Cloudera recommends the following:
  • Partition the VNet with subnets that are just the right size to fit the expected maximum of nodes in the cluster.
  • Use /24 CIDR for these subnets. However, if you prefer a custom range, use the following points to determine the IP addresses for the DataFlow service:
    • The DataFlow service can scale up to 50 compute nodes.
    • Each node consumes one IP address.
    • Additionally, you must allocate two IPs for the base infra nodes.

Firewall exceptions for Azure AKS

Learn about required firewall exceptions for maintenance tasks and management.

If you need to restrict egress traffic in Azure, then you must reserve a limited number of ports and addresses for cluster maintenance tasks including cluster provisioning. See Control egress traffic for cluster nodes in Azure Kubernetes Service (AKS) to prepare your Azure environment for AKS deployment.

Cloudera recommends you safelist the Azure portal URLs on your firewall or proxy server for management purposes. For more information, see Safelist the Azure portal URLs on your firewall or proxy server.

Azure load balancers in DataFlow

Learn about load balancing options in Azure environments.

Azure provides a public and a private (internal) load balancer. DataFlow uses the Standard SKU for the load balancer. You can configure DataFlow to use either private or public load balancer to allow users to connect to flow deployments. By default, DataFlow provisions a private load balancer.

The figure represents a DataFlow deployed with an internal load balacer:

User defined routing

Azure UDR (User-Defined Routing) refers to the capability provided by Microsoft Azure to define and control the flow of network traffic within a virtual network (VNet) using custom routing rules. By default, Azure virtual networks use system-defined routes to direct network traffic between subnets and to the internet. With UDR, you can override these default routes and specify your own routing preferences.
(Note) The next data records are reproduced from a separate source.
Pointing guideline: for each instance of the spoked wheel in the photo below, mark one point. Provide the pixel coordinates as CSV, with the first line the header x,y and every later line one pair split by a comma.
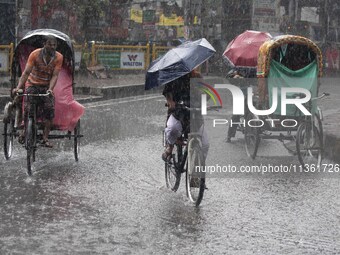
x,y
76,148
30,142
309,145
9,133
252,136
172,175
195,181
318,124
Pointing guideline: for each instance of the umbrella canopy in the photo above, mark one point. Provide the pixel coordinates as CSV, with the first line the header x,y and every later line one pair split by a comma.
x,y
242,51
177,62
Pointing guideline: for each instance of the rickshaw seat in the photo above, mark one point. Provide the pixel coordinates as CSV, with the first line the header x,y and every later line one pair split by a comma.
x,y
67,110
280,76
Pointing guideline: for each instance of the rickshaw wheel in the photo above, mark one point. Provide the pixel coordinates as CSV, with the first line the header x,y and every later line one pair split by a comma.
x,y
77,141
309,145
252,137
9,133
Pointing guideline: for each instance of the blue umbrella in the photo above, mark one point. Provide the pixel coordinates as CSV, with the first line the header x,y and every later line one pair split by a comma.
x,y
177,62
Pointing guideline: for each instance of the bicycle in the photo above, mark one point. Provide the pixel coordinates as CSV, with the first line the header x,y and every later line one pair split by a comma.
x,y
187,157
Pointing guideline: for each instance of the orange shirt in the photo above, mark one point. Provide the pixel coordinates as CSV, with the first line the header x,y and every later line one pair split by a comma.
x,y
42,72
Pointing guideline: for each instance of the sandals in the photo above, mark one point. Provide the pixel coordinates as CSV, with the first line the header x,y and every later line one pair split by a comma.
x,y
166,156
46,143
21,138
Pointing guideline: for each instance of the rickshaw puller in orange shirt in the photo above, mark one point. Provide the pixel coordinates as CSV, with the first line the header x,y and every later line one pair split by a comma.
x,y
39,77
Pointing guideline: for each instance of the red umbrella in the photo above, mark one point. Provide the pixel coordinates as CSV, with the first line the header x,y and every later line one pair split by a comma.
x,y
243,50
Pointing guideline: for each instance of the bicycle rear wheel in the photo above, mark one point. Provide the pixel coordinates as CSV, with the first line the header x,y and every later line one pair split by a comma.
x,y
172,175
9,133
30,144
252,137
309,145
76,147
195,180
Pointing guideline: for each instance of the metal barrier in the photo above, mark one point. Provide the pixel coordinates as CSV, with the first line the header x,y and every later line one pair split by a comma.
x,y
121,57
6,57
79,53
158,51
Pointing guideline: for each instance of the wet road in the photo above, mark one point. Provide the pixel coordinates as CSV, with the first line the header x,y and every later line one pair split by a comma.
x,y
114,200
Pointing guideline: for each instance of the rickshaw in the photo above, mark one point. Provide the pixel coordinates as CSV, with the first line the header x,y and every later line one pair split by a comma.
x,y
287,64
66,122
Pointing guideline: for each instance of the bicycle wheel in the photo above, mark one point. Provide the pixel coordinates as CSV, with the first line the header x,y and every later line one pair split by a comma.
x,y
195,181
172,175
30,144
318,124
9,133
252,137
309,145
76,147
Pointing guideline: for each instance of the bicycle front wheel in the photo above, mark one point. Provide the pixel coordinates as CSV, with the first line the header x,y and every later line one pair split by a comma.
x,y
172,175
30,144
309,145
9,133
195,180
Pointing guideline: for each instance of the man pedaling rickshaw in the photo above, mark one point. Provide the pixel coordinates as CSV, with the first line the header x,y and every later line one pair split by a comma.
x,y
40,77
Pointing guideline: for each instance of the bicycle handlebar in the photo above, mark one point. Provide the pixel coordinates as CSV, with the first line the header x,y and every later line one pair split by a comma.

UDRs allow you to define specific routes for traffic to follow based on various criteria, such as source or destination IP address, protocol, port, or Next Hop type. This gives you granular control over how traffic flows within your Azure infrastructure. With UDR, you can create your own custom routes to control the path of traffic within your Azure virtual network. UDR is implemented using route tables, which contain a set of rules defining the paths for network traffic. Each subnet within a VNet can be associated with a specific route table. UDR allows you to specify the next hop for a route, which can be an IP address, a virtual appliance, or the default Azure Internet Gateway. UDR enables you to segment traffic within your virtual network, directing specific types of traffic through specific network appliances or services. UDR is commonly used in conjunction with Network Virtual Appliances (NVAs), such as firewalls, load balancers, or VPN gateways. By configuring UDR, you can ensure that traffic is properly routed through these appliances.

By leveraging UDR, you can design more complex networking architectures, implement security measures, optimize performance, and meet specific requirements for your Azure deployments.

You can enable UDR when you enable DataFlow for an environment.